Uma gestão é eleita não porque se coloca como instrumento de vontades alheias, mas porque sua base confiou no direcionamento político proposto para a entidade. Em um momento como este, no qual os alunos estão extremamente angustiados, as entidades estudantis devem, além de organizar sua base, ter uma posição firme e exata na defesa do interesse geral dos estudantes. Um DCE ou CA relevante para o cotidiano estudantil, principalmente em um momento como este, precisa retomar as questões fundamentais da conjuntura, ainda que a contragosto inicial de membros de sua base.
Frente à incapacidade de construir uma política efetiva, temos visto a generalização da política de “autoconstrução”, de membros das gestões comunicando constantemente aquilo que fazem em nome de suas bases. Do buraco da falência política emerge a construção da autoimagem.

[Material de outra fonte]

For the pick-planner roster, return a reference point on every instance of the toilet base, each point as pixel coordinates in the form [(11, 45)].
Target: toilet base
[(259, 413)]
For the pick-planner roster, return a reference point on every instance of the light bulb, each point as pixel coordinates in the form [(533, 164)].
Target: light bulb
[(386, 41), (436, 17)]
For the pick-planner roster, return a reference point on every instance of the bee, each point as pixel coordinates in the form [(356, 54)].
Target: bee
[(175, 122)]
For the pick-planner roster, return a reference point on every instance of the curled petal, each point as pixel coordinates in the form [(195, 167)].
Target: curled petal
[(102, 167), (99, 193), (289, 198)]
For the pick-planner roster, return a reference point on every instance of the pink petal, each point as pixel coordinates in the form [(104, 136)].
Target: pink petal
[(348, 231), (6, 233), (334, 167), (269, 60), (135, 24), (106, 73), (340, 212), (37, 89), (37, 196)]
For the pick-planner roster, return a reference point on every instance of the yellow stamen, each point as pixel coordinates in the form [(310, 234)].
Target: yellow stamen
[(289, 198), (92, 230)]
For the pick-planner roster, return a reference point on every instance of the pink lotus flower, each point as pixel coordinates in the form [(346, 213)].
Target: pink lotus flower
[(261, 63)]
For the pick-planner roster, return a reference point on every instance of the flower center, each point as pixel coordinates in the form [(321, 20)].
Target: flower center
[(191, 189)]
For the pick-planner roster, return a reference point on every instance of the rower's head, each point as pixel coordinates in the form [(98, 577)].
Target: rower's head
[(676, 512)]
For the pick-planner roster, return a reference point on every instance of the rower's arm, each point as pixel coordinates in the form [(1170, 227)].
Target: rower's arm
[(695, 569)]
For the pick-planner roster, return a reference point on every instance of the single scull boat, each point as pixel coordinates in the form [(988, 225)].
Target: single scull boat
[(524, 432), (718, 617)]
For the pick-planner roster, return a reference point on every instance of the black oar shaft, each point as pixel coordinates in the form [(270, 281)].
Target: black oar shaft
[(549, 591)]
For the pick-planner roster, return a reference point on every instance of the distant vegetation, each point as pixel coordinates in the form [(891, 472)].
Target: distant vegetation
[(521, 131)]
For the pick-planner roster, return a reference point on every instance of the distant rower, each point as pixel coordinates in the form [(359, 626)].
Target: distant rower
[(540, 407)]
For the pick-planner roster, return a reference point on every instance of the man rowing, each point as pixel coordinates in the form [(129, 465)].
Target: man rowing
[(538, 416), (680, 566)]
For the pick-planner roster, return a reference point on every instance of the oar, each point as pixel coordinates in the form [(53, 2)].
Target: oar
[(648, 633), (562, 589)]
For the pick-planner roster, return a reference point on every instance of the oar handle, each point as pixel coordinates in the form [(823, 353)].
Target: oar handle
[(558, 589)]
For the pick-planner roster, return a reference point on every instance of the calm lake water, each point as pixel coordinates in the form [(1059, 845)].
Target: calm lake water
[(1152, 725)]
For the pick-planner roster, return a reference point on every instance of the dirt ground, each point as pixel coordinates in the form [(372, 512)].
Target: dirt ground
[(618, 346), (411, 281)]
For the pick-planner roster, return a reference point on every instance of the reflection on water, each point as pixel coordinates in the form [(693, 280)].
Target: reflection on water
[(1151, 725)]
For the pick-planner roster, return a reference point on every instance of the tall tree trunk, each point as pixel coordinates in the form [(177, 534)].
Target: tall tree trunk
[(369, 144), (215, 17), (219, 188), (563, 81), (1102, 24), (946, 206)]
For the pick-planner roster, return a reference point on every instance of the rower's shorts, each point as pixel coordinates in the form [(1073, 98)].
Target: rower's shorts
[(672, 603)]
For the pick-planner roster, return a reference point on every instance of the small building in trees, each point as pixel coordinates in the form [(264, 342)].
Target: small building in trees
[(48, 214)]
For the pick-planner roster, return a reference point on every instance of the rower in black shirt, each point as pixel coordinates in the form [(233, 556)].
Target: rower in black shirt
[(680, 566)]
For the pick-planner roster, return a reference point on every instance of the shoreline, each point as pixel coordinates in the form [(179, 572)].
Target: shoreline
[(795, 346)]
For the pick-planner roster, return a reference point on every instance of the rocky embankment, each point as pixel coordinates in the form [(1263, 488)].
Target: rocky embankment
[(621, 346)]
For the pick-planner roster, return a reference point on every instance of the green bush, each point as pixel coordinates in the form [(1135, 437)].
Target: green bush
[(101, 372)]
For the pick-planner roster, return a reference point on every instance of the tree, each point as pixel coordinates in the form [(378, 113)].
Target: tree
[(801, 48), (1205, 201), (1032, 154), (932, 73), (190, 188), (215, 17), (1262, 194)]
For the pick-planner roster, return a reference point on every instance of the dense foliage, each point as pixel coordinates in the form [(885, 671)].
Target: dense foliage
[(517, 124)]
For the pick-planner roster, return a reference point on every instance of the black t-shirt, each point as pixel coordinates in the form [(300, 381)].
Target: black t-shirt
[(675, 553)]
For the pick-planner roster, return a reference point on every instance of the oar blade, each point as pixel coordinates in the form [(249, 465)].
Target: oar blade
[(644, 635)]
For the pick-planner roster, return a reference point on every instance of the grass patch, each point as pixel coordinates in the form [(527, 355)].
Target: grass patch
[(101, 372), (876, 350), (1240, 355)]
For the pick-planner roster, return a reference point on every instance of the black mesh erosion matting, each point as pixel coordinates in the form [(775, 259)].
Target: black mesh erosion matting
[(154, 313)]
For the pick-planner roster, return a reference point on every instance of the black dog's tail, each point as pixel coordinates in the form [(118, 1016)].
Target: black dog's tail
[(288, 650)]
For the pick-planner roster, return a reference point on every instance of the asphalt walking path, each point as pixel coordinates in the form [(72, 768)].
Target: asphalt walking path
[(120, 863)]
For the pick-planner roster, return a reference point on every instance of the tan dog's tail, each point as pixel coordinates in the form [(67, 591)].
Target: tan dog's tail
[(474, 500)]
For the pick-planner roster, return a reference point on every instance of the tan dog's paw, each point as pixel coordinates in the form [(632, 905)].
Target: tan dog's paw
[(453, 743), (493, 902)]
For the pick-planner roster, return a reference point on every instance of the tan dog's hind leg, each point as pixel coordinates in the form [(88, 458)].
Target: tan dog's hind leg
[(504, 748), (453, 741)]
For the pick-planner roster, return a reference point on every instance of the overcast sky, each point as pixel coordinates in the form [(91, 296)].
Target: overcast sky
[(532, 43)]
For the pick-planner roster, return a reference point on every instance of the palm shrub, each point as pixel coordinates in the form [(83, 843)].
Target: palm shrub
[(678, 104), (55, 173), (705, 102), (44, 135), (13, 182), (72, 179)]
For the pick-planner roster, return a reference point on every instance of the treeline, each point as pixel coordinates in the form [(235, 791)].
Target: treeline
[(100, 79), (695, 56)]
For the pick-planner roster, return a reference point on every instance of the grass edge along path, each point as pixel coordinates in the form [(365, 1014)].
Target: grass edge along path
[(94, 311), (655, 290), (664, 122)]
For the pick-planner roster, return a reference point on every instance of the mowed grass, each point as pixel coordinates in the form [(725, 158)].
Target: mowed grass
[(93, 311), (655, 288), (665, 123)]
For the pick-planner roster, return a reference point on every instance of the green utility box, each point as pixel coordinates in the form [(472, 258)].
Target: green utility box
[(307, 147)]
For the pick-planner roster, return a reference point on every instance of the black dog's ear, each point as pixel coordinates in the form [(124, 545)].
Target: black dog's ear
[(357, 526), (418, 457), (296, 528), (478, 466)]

O que permite a construção de vínculo permanente na política, é justamente a possibilidade de transformação constante dos valores com os quais se inicia a vida universitária. As direções das entidades precisam assumir a responsabilidade de construir junto à base o que é fundamental na conjuntura, mesmo que isso signifique a contraposição com as percepções imediatas dos estudantes. Pois, diferentemente de alguns movimentos que crescem e morrem com a conjuntura, as entidades estudantis estabelecem uma memória no espaço no qual se inserem. Isso significa que cada gestão deixa um legado que é transmitido às gerações. Os acertos e erros entram, inevitavelmente, na conta da história.